= Morris Simmonds =

German physician and pathologist (1855–1925)

Morris Simmonds (14 January 1855, St. Thomas - 4 September 1925, Hamburg) was a German physician and pathologist. He was born in St. Thomas, then part of the Danish West Indies (now the United States Virgin Islands). In 1861 he emigrated with his family to Hamburg, which was then an independent city.

In 1879 he received his doctorate from the University of Kiel, where he worked as an assistant to Arnold Ludwig Gotthilf Heller and Friedrich von Esmarch. In 1889 he began work as a prosector at St. Georg Hospital in Hamburg and in 1909 attained the title of professor. In 1919 he was named an honorary professor at the newly established University of Hamburg.

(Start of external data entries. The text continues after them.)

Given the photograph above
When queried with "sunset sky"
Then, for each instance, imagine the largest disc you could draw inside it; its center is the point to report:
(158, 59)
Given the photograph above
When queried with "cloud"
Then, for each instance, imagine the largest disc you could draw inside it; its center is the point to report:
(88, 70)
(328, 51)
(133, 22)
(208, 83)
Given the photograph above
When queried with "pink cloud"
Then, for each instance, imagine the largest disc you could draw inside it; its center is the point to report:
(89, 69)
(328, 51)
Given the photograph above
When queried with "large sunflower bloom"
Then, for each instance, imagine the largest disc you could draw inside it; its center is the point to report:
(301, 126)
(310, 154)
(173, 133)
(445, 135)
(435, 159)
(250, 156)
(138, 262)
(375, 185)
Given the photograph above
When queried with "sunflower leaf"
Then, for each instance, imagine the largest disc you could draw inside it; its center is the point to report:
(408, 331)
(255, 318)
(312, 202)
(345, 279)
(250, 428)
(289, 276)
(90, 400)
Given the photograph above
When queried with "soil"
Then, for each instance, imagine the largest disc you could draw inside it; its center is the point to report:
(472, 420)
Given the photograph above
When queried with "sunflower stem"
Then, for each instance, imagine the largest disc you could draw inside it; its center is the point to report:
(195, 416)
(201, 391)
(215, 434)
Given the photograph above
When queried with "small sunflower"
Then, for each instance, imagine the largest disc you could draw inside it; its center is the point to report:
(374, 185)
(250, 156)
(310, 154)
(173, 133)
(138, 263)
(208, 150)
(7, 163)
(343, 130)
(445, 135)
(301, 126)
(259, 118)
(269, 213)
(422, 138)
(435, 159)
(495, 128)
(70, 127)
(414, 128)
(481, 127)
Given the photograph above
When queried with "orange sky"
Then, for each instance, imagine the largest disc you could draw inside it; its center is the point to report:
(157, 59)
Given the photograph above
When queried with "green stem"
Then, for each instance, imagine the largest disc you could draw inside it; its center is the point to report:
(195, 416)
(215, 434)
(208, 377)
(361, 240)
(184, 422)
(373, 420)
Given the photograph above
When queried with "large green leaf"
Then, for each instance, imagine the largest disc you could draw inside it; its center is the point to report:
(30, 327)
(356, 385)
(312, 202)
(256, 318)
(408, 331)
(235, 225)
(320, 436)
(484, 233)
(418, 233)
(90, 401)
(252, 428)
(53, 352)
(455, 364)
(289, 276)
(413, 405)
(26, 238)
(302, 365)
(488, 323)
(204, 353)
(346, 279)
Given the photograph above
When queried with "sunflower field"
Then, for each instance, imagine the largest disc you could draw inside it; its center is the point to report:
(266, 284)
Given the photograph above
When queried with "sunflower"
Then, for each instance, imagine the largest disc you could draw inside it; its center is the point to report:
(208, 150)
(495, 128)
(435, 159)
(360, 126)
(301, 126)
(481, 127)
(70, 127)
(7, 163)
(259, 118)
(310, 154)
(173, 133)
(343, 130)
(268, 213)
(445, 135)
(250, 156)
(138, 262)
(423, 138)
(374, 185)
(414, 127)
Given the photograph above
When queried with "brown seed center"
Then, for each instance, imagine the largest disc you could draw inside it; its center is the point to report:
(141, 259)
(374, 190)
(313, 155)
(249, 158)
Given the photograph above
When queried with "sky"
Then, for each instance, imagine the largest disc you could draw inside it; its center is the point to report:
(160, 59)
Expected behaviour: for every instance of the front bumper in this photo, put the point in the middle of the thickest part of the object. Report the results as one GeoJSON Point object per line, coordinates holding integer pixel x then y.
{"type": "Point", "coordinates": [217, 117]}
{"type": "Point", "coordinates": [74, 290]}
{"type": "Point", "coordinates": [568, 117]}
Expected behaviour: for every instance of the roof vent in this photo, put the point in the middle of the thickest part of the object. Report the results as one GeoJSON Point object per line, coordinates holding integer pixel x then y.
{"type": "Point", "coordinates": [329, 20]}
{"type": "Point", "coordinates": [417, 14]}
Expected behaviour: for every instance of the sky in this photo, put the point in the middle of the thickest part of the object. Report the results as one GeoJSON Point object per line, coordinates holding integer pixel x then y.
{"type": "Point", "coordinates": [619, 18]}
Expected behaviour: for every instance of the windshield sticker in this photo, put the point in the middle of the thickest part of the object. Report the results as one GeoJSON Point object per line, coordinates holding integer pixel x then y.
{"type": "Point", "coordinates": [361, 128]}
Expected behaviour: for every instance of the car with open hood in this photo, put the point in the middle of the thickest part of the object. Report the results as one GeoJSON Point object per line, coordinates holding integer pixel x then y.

His special field of interest was the endocrine glands. His name is associated with "Simmonds' disease", defined as a form of hypopituitarism in which all pituitary secretions are lacking. In 1914 he was the first to describe the diseases' clinical features that were associated with destruction of the anterior lobe.

== Selected works ==
- Die ätiologische Bedeutung des Typhus-Bacillus. Untersuchungen aus dem allgemeinen Krankenhause zu Hamburg (with Eugen Fraenkel), Hamburg 1886 - The etiological significance of typhoid bacillus.
- Über Form und Lage des Magens unter normalen und abnormen Bedingungen. Jena, 1907.
- Ueber Hypophysisschwund mit tödlichem Ausgang. In: Deutsche Medizinische Wochenschrift, vol. 40, No. 7 [= 12 February 1914], Berlin 1914, pp. 322–323.